Il y a de la poussière sur les plinthes et sur les étagères de pin jaunies. La moquette épaisse laisse échapper cette odeur moite de renfermé, à la fois désagréable et rassurante. Dans les coins de la pièce, on trouve des anges. Vous savez ? Ces machins qui volent et envahissent le ciel bleu au printemps ? Ces trucs qui me font dire que bientôt, les allergies auront raison de moi.
Ils ne volent plus à présent, coincés dans les fibres de la vieille moquette qui s’agrippe à la vie sous toutes ses formes. Je la comprends. Elle se sent seule dans cette pièce désertée. Plus personne ne la piétine.

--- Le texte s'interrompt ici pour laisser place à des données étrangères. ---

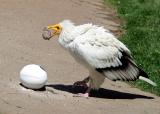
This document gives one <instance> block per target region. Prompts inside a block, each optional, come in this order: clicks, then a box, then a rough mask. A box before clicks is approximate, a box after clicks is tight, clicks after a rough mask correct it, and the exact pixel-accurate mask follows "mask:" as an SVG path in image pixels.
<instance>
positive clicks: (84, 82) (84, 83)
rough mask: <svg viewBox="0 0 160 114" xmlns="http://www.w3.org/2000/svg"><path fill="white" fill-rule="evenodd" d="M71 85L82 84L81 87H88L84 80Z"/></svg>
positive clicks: (86, 87)
mask: <svg viewBox="0 0 160 114" xmlns="http://www.w3.org/2000/svg"><path fill="white" fill-rule="evenodd" d="M73 86H83V87H86V88H87V87H88V85H87V84H86V82H84V81H77V82H75V83H74V84H73Z"/></svg>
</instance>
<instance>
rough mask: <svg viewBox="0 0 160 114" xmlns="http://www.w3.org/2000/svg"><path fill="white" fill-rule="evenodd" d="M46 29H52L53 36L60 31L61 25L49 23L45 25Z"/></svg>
mask: <svg viewBox="0 0 160 114" xmlns="http://www.w3.org/2000/svg"><path fill="white" fill-rule="evenodd" d="M47 29H49V30H52V31H53V33H52V34H53V36H54V35H59V34H60V33H61V31H62V26H61V25H60V24H56V25H49V26H47Z"/></svg>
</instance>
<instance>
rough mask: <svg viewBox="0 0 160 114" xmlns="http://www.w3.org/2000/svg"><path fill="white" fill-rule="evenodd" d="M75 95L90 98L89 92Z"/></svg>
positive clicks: (80, 93) (73, 96)
mask: <svg viewBox="0 0 160 114" xmlns="http://www.w3.org/2000/svg"><path fill="white" fill-rule="evenodd" d="M73 97H84V98H89V93H78V94H76V95H73Z"/></svg>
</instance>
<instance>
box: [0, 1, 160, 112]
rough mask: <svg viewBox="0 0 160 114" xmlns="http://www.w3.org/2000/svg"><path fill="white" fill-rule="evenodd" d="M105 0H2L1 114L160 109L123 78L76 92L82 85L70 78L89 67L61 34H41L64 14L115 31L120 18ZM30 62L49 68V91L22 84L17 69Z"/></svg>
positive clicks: (0, 90) (47, 88) (147, 95)
mask: <svg viewBox="0 0 160 114" xmlns="http://www.w3.org/2000/svg"><path fill="white" fill-rule="evenodd" d="M101 1H102V0H0V33H1V35H0V37H1V38H0V46H1V48H0V78H1V80H0V112H2V114H160V98H159V97H156V96H155V95H152V94H150V93H145V92H142V91H140V90H138V89H136V88H132V87H130V86H128V85H127V84H125V83H120V82H116V83H114V82H111V81H108V80H106V81H105V83H104V84H103V86H102V89H100V91H99V92H94V93H92V96H93V97H90V98H89V99H85V98H76V97H73V94H74V93H77V92H78V91H79V90H80V88H79V89H78V88H77V89H73V88H72V86H71V84H72V83H73V82H75V81H77V80H81V79H83V78H84V77H86V76H87V75H88V72H87V71H86V69H84V68H83V67H82V66H80V65H79V64H77V63H76V62H75V61H74V60H73V58H72V57H71V56H70V55H69V54H68V53H66V52H65V51H64V50H63V49H61V47H60V46H59V45H58V43H57V39H52V40H51V41H49V42H48V41H44V40H43V39H42V37H41V30H42V28H43V27H44V26H45V25H47V24H53V23H57V22H59V21H61V20H63V19H71V20H73V21H74V22H75V23H78V24H82V23H86V22H93V23H95V24H99V25H105V28H108V29H110V30H113V31H117V30H118V26H119V24H118V23H116V22H117V19H116V18H115V17H113V16H112V13H113V12H111V11H110V10H107V9H104V6H103V4H102V2H101ZM113 21H114V22H113ZM30 63H35V64H41V65H42V66H43V67H44V68H45V69H46V71H47V72H48V86H47V87H46V91H32V90H27V89H24V88H22V87H21V86H20V85H19V71H20V69H21V68H22V67H23V66H24V65H26V64H30ZM63 84H64V85H63ZM104 88H105V89H104Z"/></svg>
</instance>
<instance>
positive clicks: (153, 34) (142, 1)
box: [104, 0, 160, 96]
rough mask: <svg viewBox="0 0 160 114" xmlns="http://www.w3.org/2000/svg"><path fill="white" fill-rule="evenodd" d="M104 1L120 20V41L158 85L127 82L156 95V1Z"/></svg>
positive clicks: (157, 40) (158, 14)
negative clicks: (154, 85) (156, 83)
mask: <svg viewBox="0 0 160 114" xmlns="http://www.w3.org/2000/svg"><path fill="white" fill-rule="evenodd" d="M104 3H105V4H107V5H109V6H112V7H113V8H115V9H116V10H117V13H118V16H119V17H120V18H121V19H122V20H123V21H124V22H123V24H122V29H123V30H124V31H125V32H124V34H122V35H121V36H120V40H121V41H122V42H123V43H124V44H126V45H127V47H128V48H129V49H130V50H131V52H132V55H133V57H134V59H135V61H136V63H137V64H138V65H139V67H140V68H142V69H144V71H146V72H147V73H148V75H149V77H150V79H151V80H153V81H154V82H156V83H157V85H158V86H157V87H153V86H151V85H149V84H147V83H145V82H143V81H139V80H138V81H136V82H131V84H133V85H134V86H136V87H138V88H140V89H142V90H145V91H149V92H152V93H154V94H156V95H158V96H160V0H104Z"/></svg>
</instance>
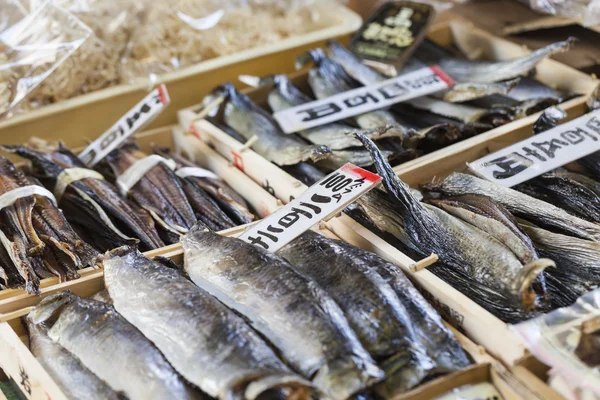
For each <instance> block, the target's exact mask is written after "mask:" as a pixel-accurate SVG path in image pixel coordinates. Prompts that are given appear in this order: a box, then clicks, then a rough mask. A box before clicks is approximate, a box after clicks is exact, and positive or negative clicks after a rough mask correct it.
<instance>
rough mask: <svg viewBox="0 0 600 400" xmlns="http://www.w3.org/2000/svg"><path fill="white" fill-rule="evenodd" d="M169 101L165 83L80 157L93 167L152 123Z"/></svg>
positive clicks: (168, 96) (106, 133)
mask: <svg viewBox="0 0 600 400" xmlns="http://www.w3.org/2000/svg"><path fill="white" fill-rule="evenodd" d="M169 101H170V99H169V94H168V92H167V88H166V87H165V85H160V86H159V87H158V88H156V89H154V90H153V91H152V92H150V93H149V94H148V95H147V96H146V97H144V99H142V101H140V102H139V103H138V104H136V105H135V106H134V107H133V108H132V109H131V110H129V111H128V112H127V114H125V115H124V116H123V117H122V118H121V119H120V120H118V121H117V122H116V123H115V124H114V125H113V126H111V128H110V129H109V130H108V131H106V132H105V133H103V134H102V135H101V136H100V137H99V138H98V139H96V140H94V141H93V142H92V143H91V144H90V145H89V146H88V147H86V148H85V150H83V152H81V154H80V155H79V158H80V159H81V160H82V161H83V162H84V163H85V164H86V165H87V166H88V167H93V166H94V165H96V164H97V163H98V162H99V161H100V160H102V159H103V158H104V157H106V156H107V155H108V153H110V152H111V151H113V150H114V149H116V148H117V147H118V146H119V145H120V144H121V143H123V142H124V141H125V140H126V139H127V138H128V137H129V136H131V135H133V134H134V133H135V132H136V131H138V130H139V129H140V128H142V127H143V126H144V125H146V124H148V123H150V122H151V121H152V120H153V119H154V118H155V117H156V116H157V115H158V114H159V113H160V112H161V111H162V110H163V109H164V108H165V106H166V105H167V104H169Z"/></svg>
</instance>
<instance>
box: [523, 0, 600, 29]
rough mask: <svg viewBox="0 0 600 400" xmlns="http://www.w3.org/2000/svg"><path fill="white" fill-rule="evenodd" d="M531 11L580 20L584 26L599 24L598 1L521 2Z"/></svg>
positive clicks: (588, 0)
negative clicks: (524, 4) (581, 20)
mask: <svg viewBox="0 0 600 400" xmlns="http://www.w3.org/2000/svg"><path fill="white" fill-rule="evenodd" d="M521 2H523V3H525V4H527V5H528V6H529V7H530V8H531V9H532V10H536V11H541V12H544V13H547V14H552V15H558V16H561V17H566V18H576V19H581V20H582V21H583V24H584V25H585V26H591V25H597V24H600V0H521Z"/></svg>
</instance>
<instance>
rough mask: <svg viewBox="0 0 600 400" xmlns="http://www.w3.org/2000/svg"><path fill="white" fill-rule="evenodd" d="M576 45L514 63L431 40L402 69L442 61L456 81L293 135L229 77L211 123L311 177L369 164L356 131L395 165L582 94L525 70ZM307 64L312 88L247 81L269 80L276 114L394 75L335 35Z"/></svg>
mask: <svg viewBox="0 0 600 400" xmlns="http://www.w3.org/2000/svg"><path fill="white" fill-rule="evenodd" d="M572 42H573V40H572V39H569V40H567V41H564V42H558V43H555V44H552V45H550V46H547V47H545V48H543V49H540V50H537V51H535V52H532V53H531V54H529V55H527V56H523V57H520V58H517V59H514V60H509V61H499V62H486V61H469V60H466V59H464V57H462V58H458V57H457V55H455V54H452V53H450V52H449V51H448V50H446V49H443V48H441V47H439V46H437V45H436V44H435V43H433V42H431V41H428V40H426V41H425V42H424V43H423V44H422V45H421V47H420V48H419V49H418V51H417V53H416V57H414V58H413V59H411V60H410V61H409V62H408V64H407V66H406V67H405V69H404V70H403V71H401V73H406V72H411V71H413V70H415V69H418V68H424V67H427V65H430V64H433V63H436V64H439V65H441V66H442V68H444V69H445V70H446V73H448V74H449V75H450V76H452V78H454V79H455V80H456V81H457V82H458V83H457V84H456V85H455V86H454V87H453V88H451V89H449V90H448V91H445V92H444V93H438V94H435V95H433V96H425V97H421V98H417V99H414V100H410V101H407V102H404V103H400V104H396V105H394V106H393V107H391V108H390V109H380V110H375V111H371V112H368V113H365V114H361V115H358V116H355V117H351V118H347V119H345V120H342V121H338V122H334V123H329V124H325V125H322V126H319V127H315V128H311V129H307V130H304V131H301V132H298V133H297V134H284V132H283V131H282V130H281V128H280V127H279V125H278V124H277V122H276V121H275V120H274V119H273V118H272V116H271V115H270V113H269V112H267V111H266V110H265V109H263V108H261V107H260V106H259V105H257V104H255V103H254V102H253V101H252V100H251V99H250V98H249V97H247V96H245V95H244V94H241V93H239V92H238V91H236V89H235V88H234V87H233V85H231V84H225V85H222V86H220V87H219V88H217V89H216V90H215V91H214V92H213V93H212V94H211V95H210V96H208V97H207V98H206V99H204V102H203V104H204V105H209V104H213V102H214V100H215V98H216V97H222V98H224V99H225V102H224V106H223V107H222V118H216V117H217V115H216V113H213V117H214V118H213V122H215V123H216V124H217V125H218V126H220V127H221V128H222V129H223V130H224V131H225V132H226V133H228V134H230V135H231V136H232V137H234V138H235V139H236V140H240V141H242V142H245V141H246V140H249V139H251V138H252V137H256V138H257V140H256V142H254V144H253V145H252V148H253V149H254V150H255V151H257V152H258V153H259V154H261V155H262V156H263V157H265V158H266V159H268V160H269V161H272V162H273V163H275V164H277V165H279V166H281V167H286V168H288V169H289V170H290V172H291V173H293V174H295V176H296V177H297V178H299V179H301V180H303V181H306V182H311V180H312V176H314V177H318V176H322V174H319V173H318V172H317V171H314V170H313V168H311V167H310V166H304V165H302V164H301V165H298V164H299V163H303V162H310V163H313V164H314V165H315V166H316V167H317V169H318V170H322V171H325V172H327V171H330V170H333V169H336V168H338V167H339V166H341V165H343V164H344V163H346V162H352V163H354V164H356V165H358V166H361V167H368V166H370V165H372V164H373V162H372V159H371V157H370V156H369V153H368V152H367V151H366V150H365V149H364V147H362V145H361V143H360V141H358V140H357V139H356V138H355V137H354V133H357V132H360V133H362V134H363V135H366V136H367V137H368V138H370V139H372V140H373V141H374V142H375V144H376V145H377V147H378V148H379V149H380V150H381V152H382V154H383V155H384V156H385V158H386V159H387V160H389V161H390V162H391V163H392V164H398V163H402V162H405V161H407V160H410V159H412V158H415V157H418V156H419V155H421V154H424V153H428V152H432V151H435V150H438V149H440V148H443V147H446V146H448V145H451V144H453V143H456V142H458V141H460V140H463V139H466V138H469V137H472V136H474V135H477V134H479V133H482V132H484V131H487V130H489V129H492V128H494V127H497V126H499V125H503V124H505V123H508V122H510V121H513V120H514V119H516V118H520V117H523V116H525V115H529V114H531V113H534V112H537V111H539V110H541V109H544V108H546V107H549V106H551V105H555V104H558V103H560V102H563V101H565V100H568V99H570V98H572V97H573V96H576V95H575V94H571V93H563V92H561V91H559V90H555V89H552V88H550V87H548V86H546V85H544V84H542V83H541V82H539V81H536V80H535V79H533V78H529V77H527V75H528V74H530V73H531V72H532V70H534V68H535V66H536V64H537V63H539V62H540V61H541V60H543V59H544V58H545V57H547V56H549V55H551V54H554V53H556V52H561V51H566V50H567V49H568V48H569V47H570V46H571V43H572ZM308 63H313V64H314V66H313V67H312V68H311V69H310V70H309V72H308V77H307V80H308V85H309V86H310V91H311V93H310V94H308V93H305V92H303V91H302V90H300V89H299V88H298V87H297V86H295V85H294V84H293V83H292V82H290V80H289V79H288V78H287V77H286V76H284V75H274V76H267V77H263V78H261V79H258V78H253V77H243V78H242V79H243V80H245V81H246V82H248V83H253V84H254V85H255V86H263V85H272V88H271V89H270V91H269V93H268V97H267V103H268V106H269V108H270V110H271V111H272V112H278V111H281V110H284V109H286V108H290V107H294V106H298V105H301V104H305V103H307V102H310V101H312V100H314V99H315V98H316V99H323V98H327V97H329V96H333V95H336V94H339V93H341V92H345V91H348V90H352V89H354V88H357V87H360V86H362V85H369V84H374V83H378V82H381V81H383V80H386V79H389V77H388V76H386V75H384V74H383V73H381V72H379V71H376V70H374V69H372V68H371V67H369V66H367V65H365V64H363V63H362V60H360V59H359V58H357V57H356V56H355V55H354V54H352V53H351V52H350V51H348V50H347V49H345V48H344V47H343V46H341V45H340V44H339V43H338V42H336V41H332V42H330V43H329V44H328V47H327V53H326V52H325V51H323V50H322V49H314V50H311V51H309V52H307V53H305V54H303V55H301V56H299V57H298V60H297V64H298V67H302V66H304V65H306V64H308ZM250 81H252V82H250ZM303 172H307V174H303Z"/></svg>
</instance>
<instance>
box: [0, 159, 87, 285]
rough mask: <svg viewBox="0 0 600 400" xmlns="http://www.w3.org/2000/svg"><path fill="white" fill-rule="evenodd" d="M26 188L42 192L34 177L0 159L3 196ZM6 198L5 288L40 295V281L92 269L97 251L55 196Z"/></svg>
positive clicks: (2, 224) (26, 196) (33, 194)
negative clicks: (83, 238) (55, 199)
mask: <svg viewBox="0 0 600 400" xmlns="http://www.w3.org/2000/svg"><path fill="white" fill-rule="evenodd" d="M25 187H32V188H34V189H35V188H36V187H39V188H40V189H43V187H42V185H41V183H40V182H39V181H37V180H36V179H35V178H33V177H30V176H27V175H25V174H24V173H23V172H22V171H20V170H18V169H17V168H15V166H14V165H13V164H12V163H11V162H10V161H9V160H8V159H7V158H4V157H0V194H2V195H7V193H10V192H12V191H14V190H23V188H25ZM46 192H47V191H46ZM8 196H9V197H10V196H12V195H8ZM5 197H6V196H5ZM7 200H9V201H8V202H7V203H5V204H4V205H3V206H4V207H3V208H2V209H1V210H0V221H1V222H2V224H1V227H0V241H1V244H2V246H1V247H2V249H1V250H0V262H1V266H0V267H1V268H0V271H1V275H2V276H1V277H2V279H3V280H4V282H3V286H4V287H11V288H14V287H22V286H24V287H25V289H26V290H27V292H29V293H39V285H40V279H43V278H49V277H53V276H56V277H58V278H59V280H60V281H65V280H67V279H74V278H78V277H79V274H78V273H77V270H79V269H82V268H86V267H91V266H93V265H94V263H95V260H96V256H97V254H98V253H97V252H96V251H95V250H94V249H93V248H92V247H91V246H90V245H89V244H87V243H86V242H84V241H83V240H82V239H81V238H80V237H79V236H78V235H77V233H75V231H74V230H73V228H72V227H71V226H70V225H69V223H68V222H67V220H66V219H65V217H64V215H63V213H62V212H61V211H60V210H59V209H58V208H57V207H56V206H55V204H54V198H53V196H52V194H51V193H49V194H47V195H43V194H40V193H39V192H37V193H33V192H32V193H30V194H28V195H26V196H25V197H16V198H13V199H12V200H13V201H10V199H7Z"/></svg>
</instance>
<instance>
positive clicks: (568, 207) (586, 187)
mask: <svg viewBox="0 0 600 400" xmlns="http://www.w3.org/2000/svg"><path fill="white" fill-rule="evenodd" d="M514 189H515V190H518V191H519V192H522V193H525V194H527V195H529V196H531V197H535V198H536V199H539V200H543V201H545V202H547V203H550V204H554V205H555V206H557V207H560V208H562V209H563V210H566V211H567V212H569V213H570V214H572V215H575V216H577V217H579V218H582V219H585V220H587V221H591V222H595V223H600V196H599V195H598V194H597V193H595V192H594V191H593V190H591V189H590V188H588V187H586V186H585V185H582V184H581V183H580V182H577V181H575V180H573V179H571V178H570V177H569V176H565V175H559V174H555V173H553V172H547V173H545V174H542V175H540V176H538V177H536V178H533V179H530V180H528V181H526V182H523V183H520V184H518V185H516V186H515V187H514Z"/></svg>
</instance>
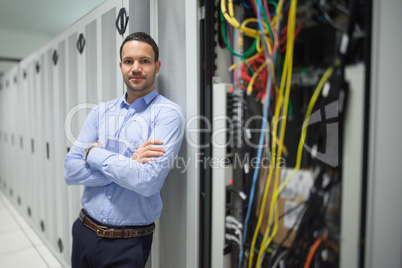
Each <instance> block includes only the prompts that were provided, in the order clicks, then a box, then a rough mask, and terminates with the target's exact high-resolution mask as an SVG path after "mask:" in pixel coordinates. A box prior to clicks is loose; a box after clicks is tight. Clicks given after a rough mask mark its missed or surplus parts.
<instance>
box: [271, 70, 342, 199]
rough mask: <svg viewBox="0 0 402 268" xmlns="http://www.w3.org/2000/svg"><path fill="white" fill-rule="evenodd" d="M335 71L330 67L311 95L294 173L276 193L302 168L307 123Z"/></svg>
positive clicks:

On la laisse décrépir ; elle moutonne. Elle a gardé précieusement en elle les odeurs d’urine que le chat de la famille ne pouvait plus retenir.
Elle a marqué les endroits où il faisait ses griffes. Ceux où il la détricotait.
Elle a conservé les traces de vieux meubles. Un lit d’enfant solitaire qui sillonnait ses fibres comme des épis de blés dans un cercle de culture ; un vieux bureau, de ceux qu’on ne fabrique plus ; des piles de livres que vomissaient les petites étagères, posés là, nonchalamment au pied d’une bibliothèque chétive.
La peinture des murs a cédé face à la lumière brutale qui s’insinue par la fenêtre. De part et d’autre, les marques des meubles qu’on a cognés, et des copeaux de murs bleutés sont toujours là, mélangés à la poussière des plinthes. Ici, les restes d’une patafix durcie que plus personne ne pourra retirer sans arracher quoi que ce soit ; là, les restes d’un dessin que les courants d’air ont malmené.
C’est la chambre d’un fantôme.
Un petit fantôme discret qui fait craquer le sol autant que le plafond. Un petit fantôme coincé là, à lire Le Seigneur des Anneaux encore et encore, avant qu’on ne lui arrache définitivement son livre des mains pour le donner aux bonnes oeuvres, comme le reste de ses affaires. Alors, il libère les anges à grands coups de souffle, il gratte la peinture écaillée et assiste, impuissant, au remaniement de son espace. Cette chambre qui n’est plus la sienne et le sera pourtant toujours. Les murs me sentent. La moquette ne m’a jamais oubliée. Je suis toujours là, dans ma chambre d’enfant, à compter les étoiles fluorescentes au plafond pour m’endormir et écouter le plancher craquer.
Malgré tous tes efforts pour m’effacer.